Getting back to work

The dramatic sight of the wreck of the Sea Diamond cruise ship off the Aegean island of Santorini naturally diverted media attention from domestic political matters. But attention will soon be refocused on the political skirmishing between Greece’s two mainstream parties, New Democracy and PASOK. Even if conservative Prime Minister Costas Karamanlis chooses to call elections at the end of New Democracy’s four-year tenure, the countdown for Greece’s next general election has already started and voters will flock back to polling stations in less than a year from today. PASOK socialists are expected to campaign on the back of the pension funds scandal. In any case, the opposition party of George Papandreou seems to have no other option: New Democracy’s comfortable lead in opinion polls, attacks on the socialist leader from within his own party, and the blurred dividing lines between the two main parties are pushing PASOK in that direction. As a result, it’s up to the government to take the necessary steps to prevent the catastrophic wave of scandalmongering from hijacking the public debate in the runup to the elections. Most certainly, the exact steps to be taken must be decided by the prime minister.
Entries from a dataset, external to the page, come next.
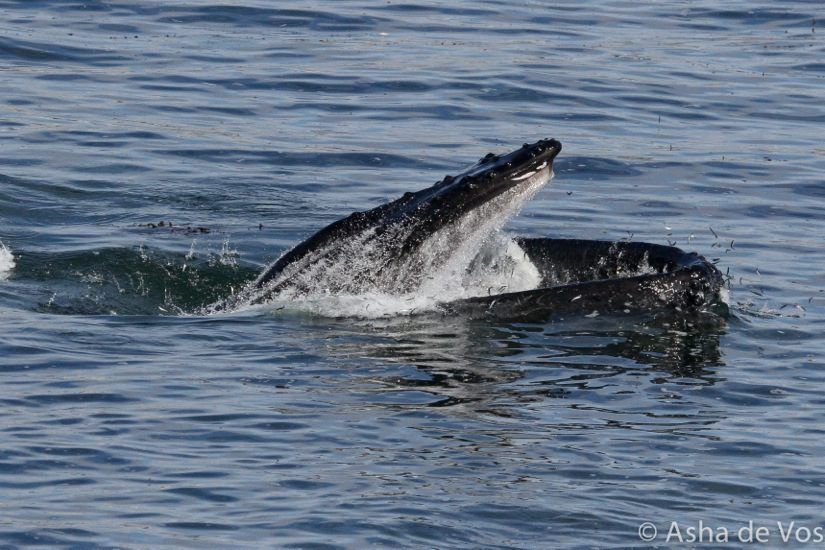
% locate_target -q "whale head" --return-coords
[242,139,561,303]
[380,139,561,247]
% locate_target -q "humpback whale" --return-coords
[210,139,723,319]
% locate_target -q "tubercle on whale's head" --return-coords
[402,139,561,224]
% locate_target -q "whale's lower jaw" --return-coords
[212,140,561,311]
[442,238,727,321]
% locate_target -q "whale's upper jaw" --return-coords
[462,139,561,183]
[396,139,561,226]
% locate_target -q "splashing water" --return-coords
[227,167,553,318]
[0,242,15,281]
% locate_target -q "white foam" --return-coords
[0,242,14,280]
[225,166,553,318]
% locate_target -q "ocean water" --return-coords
[0,0,825,548]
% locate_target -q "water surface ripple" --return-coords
[0,0,825,548]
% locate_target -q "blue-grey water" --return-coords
[0,0,825,548]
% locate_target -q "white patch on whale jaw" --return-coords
[222,164,553,317]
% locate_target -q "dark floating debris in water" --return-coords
[138,220,212,235]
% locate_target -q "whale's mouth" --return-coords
[422,139,561,222]
[209,139,561,316]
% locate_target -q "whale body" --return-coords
[211,139,723,319]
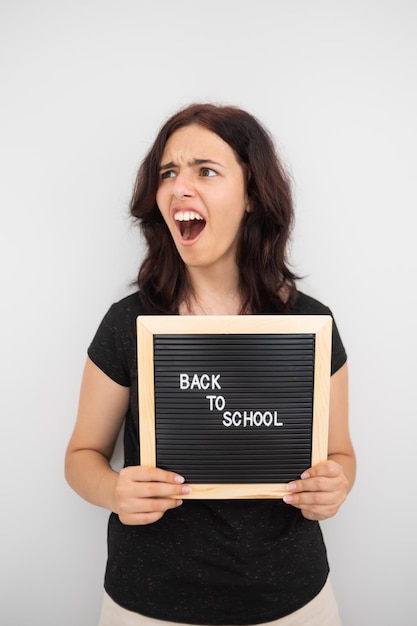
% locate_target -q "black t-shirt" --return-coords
[88,292,347,625]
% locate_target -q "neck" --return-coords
[180,268,242,315]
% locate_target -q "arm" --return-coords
[65,359,189,524]
[284,363,356,520]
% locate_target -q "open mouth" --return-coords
[174,211,206,241]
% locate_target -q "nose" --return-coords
[172,171,194,200]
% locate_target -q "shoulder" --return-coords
[291,291,332,315]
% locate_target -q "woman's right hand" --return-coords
[114,465,191,525]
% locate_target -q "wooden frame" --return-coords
[137,315,332,499]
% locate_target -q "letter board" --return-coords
[137,315,332,499]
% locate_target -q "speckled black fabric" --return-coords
[88,293,346,625]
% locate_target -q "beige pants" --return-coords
[99,579,342,626]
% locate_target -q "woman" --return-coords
[66,104,355,626]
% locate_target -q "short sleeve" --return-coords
[87,304,131,387]
[330,311,347,374]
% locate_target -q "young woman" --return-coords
[66,104,355,626]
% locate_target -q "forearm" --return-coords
[65,450,119,513]
[328,452,356,493]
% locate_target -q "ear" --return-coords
[245,198,253,213]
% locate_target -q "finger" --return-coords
[119,499,182,526]
[122,465,185,484]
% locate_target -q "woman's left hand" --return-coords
[284,460,349,520]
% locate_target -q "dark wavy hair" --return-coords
[130,104,297,314]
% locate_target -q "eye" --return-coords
[200,167,217,176]
[161,170,175,180]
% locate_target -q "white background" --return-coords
[0,0,417,626]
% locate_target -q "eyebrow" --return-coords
[159,159,223,171]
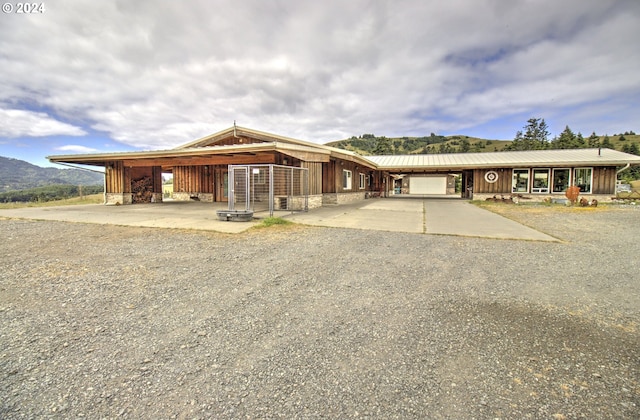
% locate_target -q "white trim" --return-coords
[531,168,551,194]
[511,168,531,194]
[342,169,353,190]
[571,166,593,194]
[551,168,573,194]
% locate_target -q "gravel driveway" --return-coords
[0,206,640,419]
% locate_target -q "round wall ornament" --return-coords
[484,171,498,184]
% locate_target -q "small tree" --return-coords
[564,185,580,204]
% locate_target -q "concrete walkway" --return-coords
[0,198,558,242]
[0,201,258,233]
[286,198,558,242]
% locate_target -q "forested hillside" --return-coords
[0,156,104,192]
[327,133,511,156]
[327,118,640,156]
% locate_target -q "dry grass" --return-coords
[472,201,615,216]
[0,194,104,209]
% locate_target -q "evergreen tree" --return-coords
[460,138,471,153]
[550,125,576,149]
[505,118,549,150]
[373,137,393,155]
[587,131,600,149]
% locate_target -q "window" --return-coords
[573,168,593,194]
[531,169,549,193]
[511,169,529,192]
[342,169,351,190]
[553,169,571,193]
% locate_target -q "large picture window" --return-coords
[573,168,593,194]
[531,169,549,194]
[342,169,351,190]
[511,169,529,193]
[553,169,571,193]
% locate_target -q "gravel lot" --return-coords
[0,206,640,419]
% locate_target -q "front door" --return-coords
[215,169,229,202]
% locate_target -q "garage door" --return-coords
[409,176,447,194]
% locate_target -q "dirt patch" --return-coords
[0,213,640,419]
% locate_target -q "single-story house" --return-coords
[48,125,640,208]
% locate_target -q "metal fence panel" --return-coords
[229,165,309,216]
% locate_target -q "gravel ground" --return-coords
[0,206,640,419]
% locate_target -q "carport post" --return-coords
[269,165,275,217]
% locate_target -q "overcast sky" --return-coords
[0,0,640,165]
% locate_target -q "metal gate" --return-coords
[229,165,309,216]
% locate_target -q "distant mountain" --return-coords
[0,156,104,192]
[327,133,511,156]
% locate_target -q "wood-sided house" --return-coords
[48,126,384,208]
[48,126,640,208]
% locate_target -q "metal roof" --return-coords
[365,149,640,169]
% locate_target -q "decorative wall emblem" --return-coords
[484,171,498,184]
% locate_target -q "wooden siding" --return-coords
[322,160,375,193]
[473,166,617,195]
[173,165,214,194]
[591,166,618,194]
[301,162,322,195]
[473,168,513,194]
[104,161,124,194]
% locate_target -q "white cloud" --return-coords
[0,109,86,138]
[0,0,640,148]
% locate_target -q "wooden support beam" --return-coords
[123,153,276,168]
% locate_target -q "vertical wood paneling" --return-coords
[302,162,322,195]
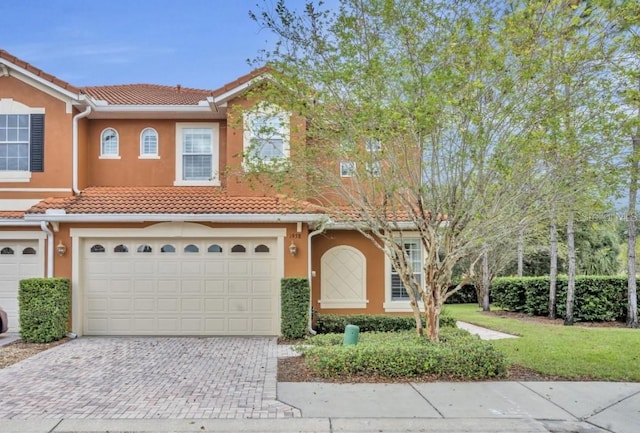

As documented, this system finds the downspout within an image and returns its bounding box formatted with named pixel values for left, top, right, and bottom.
left=71, top=105, right=91, bottom=194
left=307, top=222, right=326, bottom=335
left=40, top=221, right=54, bottom=278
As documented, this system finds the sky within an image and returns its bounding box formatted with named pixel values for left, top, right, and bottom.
left=0, top=0, right=318, bottom=89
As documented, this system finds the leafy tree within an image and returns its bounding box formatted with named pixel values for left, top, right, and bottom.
left=248, top=0, right=564, bottom=340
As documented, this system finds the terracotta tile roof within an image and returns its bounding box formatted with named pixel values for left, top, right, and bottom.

After all, Karamanlis has the public mandate and responsibility for forming the government. But some steps would appear to be self-evident. First, there must be a reassessment of staff in key public sector posts. The pension funds gaffe clearly showed that personnel decisions to date have been far from perfect. Second, the conservative administration must bolster the existing institutional framework against future instances of corruption and cronyism. Above all, government officials must start working again. Regrettably, Greece’s political life has been largely hijacked by in-party bickering, personal attacks and denigrating innuendos, with one eye firmly fixed on the upcoming electoral contest. It would be equally harmful if the sour political mood created by the recent scandal undermined the productivity of the various government ministries. New Democracy received a strong mandate to implement a very specific set of policies. It was a four-year mandate. The premier must ensure that his ministers continue to bear this in mind.